Best in Hong Kong
Hang Seng Bank
Hang Seng Bank avoided the Lehman Brothers Minibond troubles and adapted its products quickly, revamped its internal organisation and conformed to the inevitable regulations that followed. The bank was one of the first in Hong Kong to get approval from the Securities and Futures Commission (SFC) after the damage inflicted by the Minibonds and its products have broken their own records.
“We have taken on all the challenges in Hong Kong by enhancing our customer management systems and product/investor risk assessment,” says Wendy Yuen at Hang Seng in Hong Kong.
Keeping its products simple, the forex-linked structures have proved very popular. “The transaction amount and the number of trades based on our Maxi Interest FX-linked product have broken the bank’s record,” says Yuen. “In the last year, we have volumes of HK$150 billion (US$20 million) and we have done 239,000 transactions.”
In Hong Kong, new products need approval from the SFC. “Right now, at the end of our year-end programme, Hang Seng has the most products approved,” says Yuen.
Hang Seng was the first bank to get SFC approval for its HASE ELI program and it has dominated this market in 2010. “This product was very popular before the economic crisis but its sales were stopped for nine months afterwards. We were the first bank to get approval to sell it again,” explains Yuen.
“I believe that we are the first bank in Hong Kong to get SFC approval and I think this is a sign that the regulator has confidence in our new due diligence process,” she says. “We proved this to them with one of our products and we got authorisation. Our products are very transparent with simple mechanics and are really suitable for retail investors.”
The bank has adapted its internal structure, creating new teams and systems and developing existing ones. It has divided its branches into 15 districts and allocated a member of its new specialised investment sales managers team (ISM) to each district. Their role is to provide frontline support for wealth management and product training, and they will be fully equipped to handle sophisticated investor enquiries, says Yuen.
The new Professional Opportunity Management system is data-mining tool that focuses on investor statistics. “This is used to mine business opportunities and finding potential customers,” she says. The online, in-house system analyses statistics such as frequency of visits to the branch, investor preferences, use of previous data and how investors prefer to complete transactions.

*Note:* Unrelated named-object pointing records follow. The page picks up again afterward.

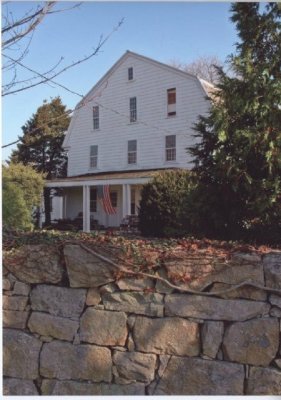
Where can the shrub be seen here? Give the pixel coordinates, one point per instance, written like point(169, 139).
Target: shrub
point(162, 204)
point(22, 190)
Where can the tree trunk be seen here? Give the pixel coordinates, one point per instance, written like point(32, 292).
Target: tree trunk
point(47, 205)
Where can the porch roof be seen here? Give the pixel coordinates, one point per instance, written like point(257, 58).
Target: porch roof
point(109, 178)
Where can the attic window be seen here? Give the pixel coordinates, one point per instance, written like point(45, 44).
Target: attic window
point(130, 74)
point(96, 120)
point(171, 102)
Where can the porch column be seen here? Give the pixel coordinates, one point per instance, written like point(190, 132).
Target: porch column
point(126, 204)
point(86, 208)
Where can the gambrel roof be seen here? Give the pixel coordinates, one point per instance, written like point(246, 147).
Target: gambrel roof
point(206, 87)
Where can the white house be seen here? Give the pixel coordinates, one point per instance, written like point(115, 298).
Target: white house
point(135, 121)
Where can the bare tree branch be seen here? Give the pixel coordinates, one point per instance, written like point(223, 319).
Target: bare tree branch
point(39, 15)
point(46, 79)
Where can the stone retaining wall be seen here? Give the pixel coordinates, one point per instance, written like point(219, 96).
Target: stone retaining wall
point(71, 328)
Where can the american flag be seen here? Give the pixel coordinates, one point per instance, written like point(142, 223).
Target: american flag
point(104, 197)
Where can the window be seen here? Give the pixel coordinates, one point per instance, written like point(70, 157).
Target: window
point(171, 148)
point(132, 151)
point(93, 200)
point(113, 199)
point(130, 74)
point(171, 102)
point(96, 119)
point(93, 156)
point(133, 202)
point(133, 109)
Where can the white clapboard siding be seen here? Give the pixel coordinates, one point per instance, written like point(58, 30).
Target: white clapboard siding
point(149, 86)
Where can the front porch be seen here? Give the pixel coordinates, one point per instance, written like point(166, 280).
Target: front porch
point(81, 199)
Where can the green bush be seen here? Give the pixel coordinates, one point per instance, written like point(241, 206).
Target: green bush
point(162, 204)
point(22, 190)
point(16, 214)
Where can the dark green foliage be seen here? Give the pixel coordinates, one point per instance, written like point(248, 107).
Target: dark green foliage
point(41, 144)
point(238, 156)
point(162, 204)
point(22, 189)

The SFC-authorised HASE ELI (equity-linked investment) product can be linked to a range of products, such as single stocks and single, basket and daily callables. “It also has a high level of flexibility and we offer both regular and tailor-made services for investors,” says Yuen. “We have found the daily callable fixed coupon ELI to be the most popular of these structures, followed by the monthly callable fixed coupon ELI, daily callable fixed/accrual coupon with daily airbag and monthly callable fixed/accrual coupon with daily airbag.”
Having both issuer and distribution capabilities puts Hang Seng in a minority in Hong Kong. “We price and structure our own products and this obviously helps time to market,” says Yuen. “In addition, we have dedicated sales processes and internal control systems which have been developed over the last year.”

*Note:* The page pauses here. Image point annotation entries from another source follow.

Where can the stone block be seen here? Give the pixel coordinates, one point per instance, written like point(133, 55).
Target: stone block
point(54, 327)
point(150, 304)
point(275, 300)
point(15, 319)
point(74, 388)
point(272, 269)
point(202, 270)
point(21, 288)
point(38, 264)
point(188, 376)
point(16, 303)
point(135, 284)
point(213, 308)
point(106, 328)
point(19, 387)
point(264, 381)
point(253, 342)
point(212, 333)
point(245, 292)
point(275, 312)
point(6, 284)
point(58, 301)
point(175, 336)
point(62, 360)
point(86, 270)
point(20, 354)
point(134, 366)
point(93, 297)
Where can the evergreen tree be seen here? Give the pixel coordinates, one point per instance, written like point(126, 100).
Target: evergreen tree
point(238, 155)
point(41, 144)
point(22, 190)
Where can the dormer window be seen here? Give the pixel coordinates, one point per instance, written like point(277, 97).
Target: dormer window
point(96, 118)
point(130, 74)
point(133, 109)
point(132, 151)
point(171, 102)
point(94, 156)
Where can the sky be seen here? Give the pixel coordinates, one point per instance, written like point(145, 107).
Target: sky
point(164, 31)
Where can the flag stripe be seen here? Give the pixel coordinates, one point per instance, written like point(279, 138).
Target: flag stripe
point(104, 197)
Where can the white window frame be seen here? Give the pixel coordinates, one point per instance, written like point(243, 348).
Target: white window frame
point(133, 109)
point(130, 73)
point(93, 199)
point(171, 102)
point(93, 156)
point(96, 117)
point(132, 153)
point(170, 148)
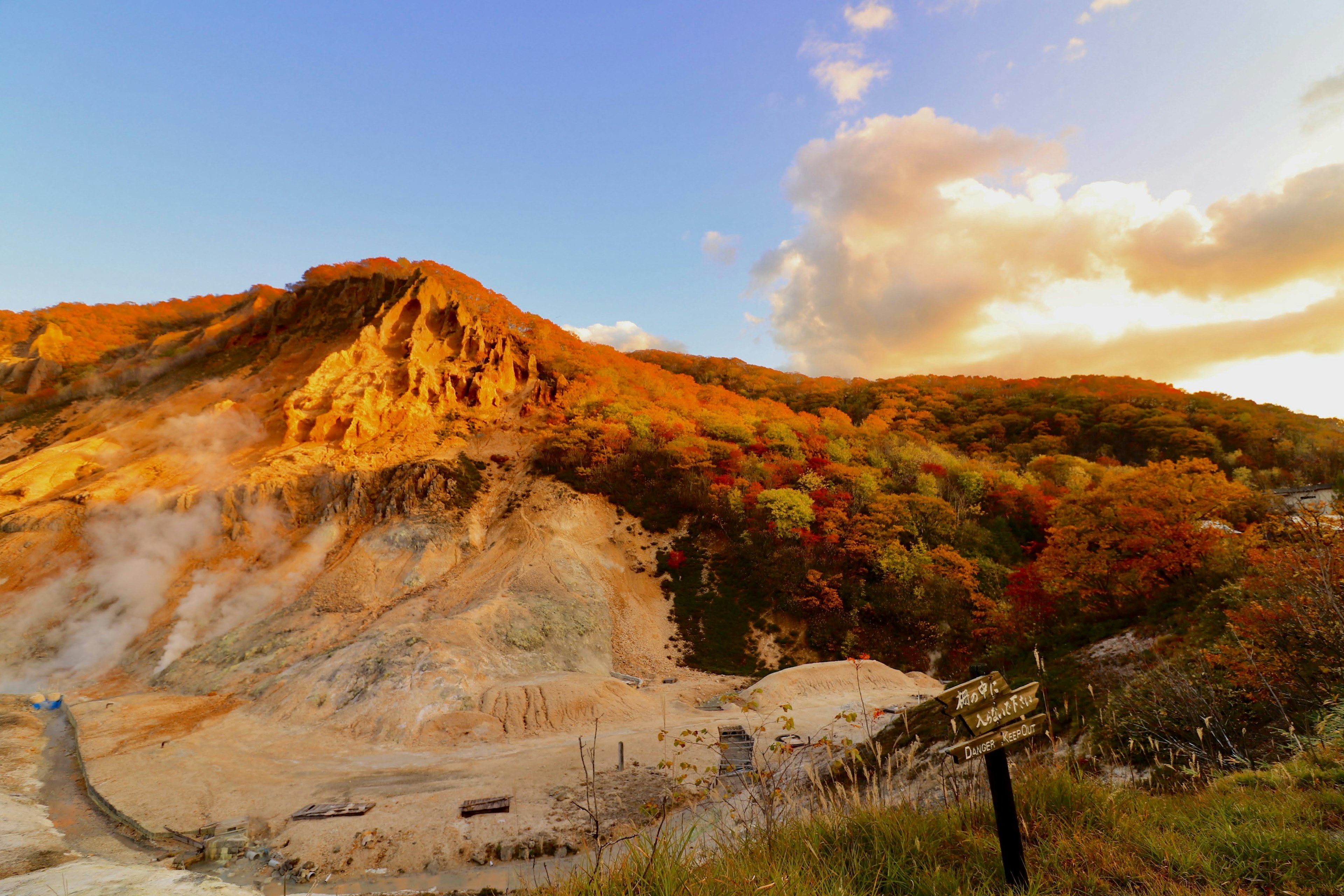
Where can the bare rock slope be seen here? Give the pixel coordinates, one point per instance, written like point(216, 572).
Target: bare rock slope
point(327, 512)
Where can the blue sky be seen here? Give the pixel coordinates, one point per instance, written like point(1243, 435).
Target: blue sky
point(574, 156)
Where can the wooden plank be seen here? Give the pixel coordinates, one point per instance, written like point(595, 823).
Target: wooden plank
point(486, 805)
point(1007, 737)
point(737, 750)
point(974, 694)
point(332, 811)
point(1003, 710)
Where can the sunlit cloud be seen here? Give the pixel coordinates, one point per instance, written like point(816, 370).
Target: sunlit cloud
point(1101, 6)
point(842, 69)
point(847, 80)
point(721, 248)
point(1324, 101)
point(870, 16)
point(929, 246)
point(624, 336)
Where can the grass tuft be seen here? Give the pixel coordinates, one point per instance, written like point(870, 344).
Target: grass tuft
point(1252, 832)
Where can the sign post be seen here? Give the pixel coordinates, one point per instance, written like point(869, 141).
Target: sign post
point(994, 715)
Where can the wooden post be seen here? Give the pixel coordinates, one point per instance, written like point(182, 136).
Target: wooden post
point(1006, 817)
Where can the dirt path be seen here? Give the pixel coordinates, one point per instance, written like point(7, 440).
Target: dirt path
point(86, 830)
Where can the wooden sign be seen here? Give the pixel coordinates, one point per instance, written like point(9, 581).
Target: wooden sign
point(1006, 737)
point(975, 694)
point(1004, 708)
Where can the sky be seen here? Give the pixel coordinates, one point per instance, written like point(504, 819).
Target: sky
point(1008, 187)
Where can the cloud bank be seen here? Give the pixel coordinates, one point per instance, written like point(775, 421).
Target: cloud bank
point(929, 246)
point(624, 336)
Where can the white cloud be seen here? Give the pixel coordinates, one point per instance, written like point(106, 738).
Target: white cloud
point(870, 15)
point(846, 80)
point(624, 336)
point(912, 260)
point(721, 248)
point(842, 70)
point(1324, 100)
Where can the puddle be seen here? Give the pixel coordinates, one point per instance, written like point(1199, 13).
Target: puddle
point(502, 876)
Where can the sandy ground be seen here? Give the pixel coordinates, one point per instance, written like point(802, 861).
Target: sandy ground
point(240, 765)
point(105, 878)
point(29, 841)
point(51, 838)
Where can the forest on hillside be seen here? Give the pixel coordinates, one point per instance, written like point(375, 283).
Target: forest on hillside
point(925, 522)
point(933, 522)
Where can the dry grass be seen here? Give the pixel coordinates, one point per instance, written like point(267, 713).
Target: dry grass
point(1279, 831)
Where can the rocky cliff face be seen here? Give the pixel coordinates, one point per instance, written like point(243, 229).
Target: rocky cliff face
point(322, 502)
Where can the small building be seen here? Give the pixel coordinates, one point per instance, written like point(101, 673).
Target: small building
point(1319, 498)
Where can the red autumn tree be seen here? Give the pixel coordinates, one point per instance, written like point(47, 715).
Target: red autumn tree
point(1112, 547)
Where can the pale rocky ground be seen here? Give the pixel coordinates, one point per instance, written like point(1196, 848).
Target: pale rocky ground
point(245, 765)
point(53, 841)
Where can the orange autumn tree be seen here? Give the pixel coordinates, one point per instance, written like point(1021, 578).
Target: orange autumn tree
point(1115, 546)
point(1287, 628)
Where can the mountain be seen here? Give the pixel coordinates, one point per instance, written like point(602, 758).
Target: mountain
point(382, 428)
point(362, 537)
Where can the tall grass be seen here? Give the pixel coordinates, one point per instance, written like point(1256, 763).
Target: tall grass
point(1279, 831)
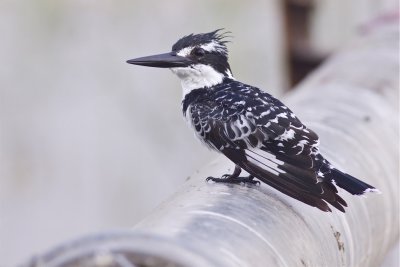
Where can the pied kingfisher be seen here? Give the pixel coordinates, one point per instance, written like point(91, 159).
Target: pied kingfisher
point(254, 130)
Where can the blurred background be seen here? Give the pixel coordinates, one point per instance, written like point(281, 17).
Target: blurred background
point(89, 143)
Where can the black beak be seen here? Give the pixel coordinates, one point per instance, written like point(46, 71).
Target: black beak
point(167, 60)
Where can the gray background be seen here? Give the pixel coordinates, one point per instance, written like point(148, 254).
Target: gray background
point(88, 142)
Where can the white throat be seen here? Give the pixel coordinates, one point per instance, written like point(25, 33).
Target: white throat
point(198, 76)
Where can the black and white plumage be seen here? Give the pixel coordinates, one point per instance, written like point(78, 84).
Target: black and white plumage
point(253, 129)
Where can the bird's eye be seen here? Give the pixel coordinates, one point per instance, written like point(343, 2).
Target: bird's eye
point(198, 52)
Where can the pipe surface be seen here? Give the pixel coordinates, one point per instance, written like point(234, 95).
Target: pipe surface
point(352, 103)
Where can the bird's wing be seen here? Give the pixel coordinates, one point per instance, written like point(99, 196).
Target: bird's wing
point(262, 136)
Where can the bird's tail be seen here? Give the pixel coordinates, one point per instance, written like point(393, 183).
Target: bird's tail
point(350, 183)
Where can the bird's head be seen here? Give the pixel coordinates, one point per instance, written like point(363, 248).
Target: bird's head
point(199, 60)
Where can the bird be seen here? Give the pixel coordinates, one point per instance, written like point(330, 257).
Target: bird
point(253, 129)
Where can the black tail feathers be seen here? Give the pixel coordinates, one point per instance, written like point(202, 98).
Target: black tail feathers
point(350, 183)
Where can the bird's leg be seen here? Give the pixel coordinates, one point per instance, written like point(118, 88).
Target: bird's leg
point(234, 178)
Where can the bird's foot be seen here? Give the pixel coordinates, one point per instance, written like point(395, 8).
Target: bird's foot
point(226, 178)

Hang Seng has also focused and developed its offerings and services for private banking and corporate investors. “We do not just target retail customers. We take care of our corporate customers’ wealth management needs and our private banking customers’ needs,” she says. “We have a dedicated sophisticated team for corporate customers that offers tailor-made solutions for any requirements these investors may have, and special private banking managers that offer a similar service.”
“The forex-linked CNY (Chinese yuan) Inverse Floater Note has attracted a lot of interest,” says Yuen. The note reacted quickly to the yuan clearing agreement signed in July 2010 changing the underlying currency to the yuan. “It has been particularly useful for corporations because if they have any extra cash in the yuan they can use it to invest further in this note to benefit from the appreciation of the yuan.
“The product can deliver the highest potential return from the yuan dependent on stable or upward movement. There is limited downside risk and no exposure to the exchange-rate risk on principal investment. The short tenor is a popular feature too.”
The bank has launched 36 tranches of the CNY version this year with the total volumes reaching roughly HK$1 billion. “We designed a note that allows investors to make gains/enhance yield based on the movement of the CNY,” says Yuen.
“Investor confidence is returning, albeit slowly. We have had faith in yield-enhancement products and their significant role in the low interest rate environment, and in the first quarter of 2010 we have seen forex-linked structured deposits and simple equity-linked notes playing important roles in the Hong Kong market.”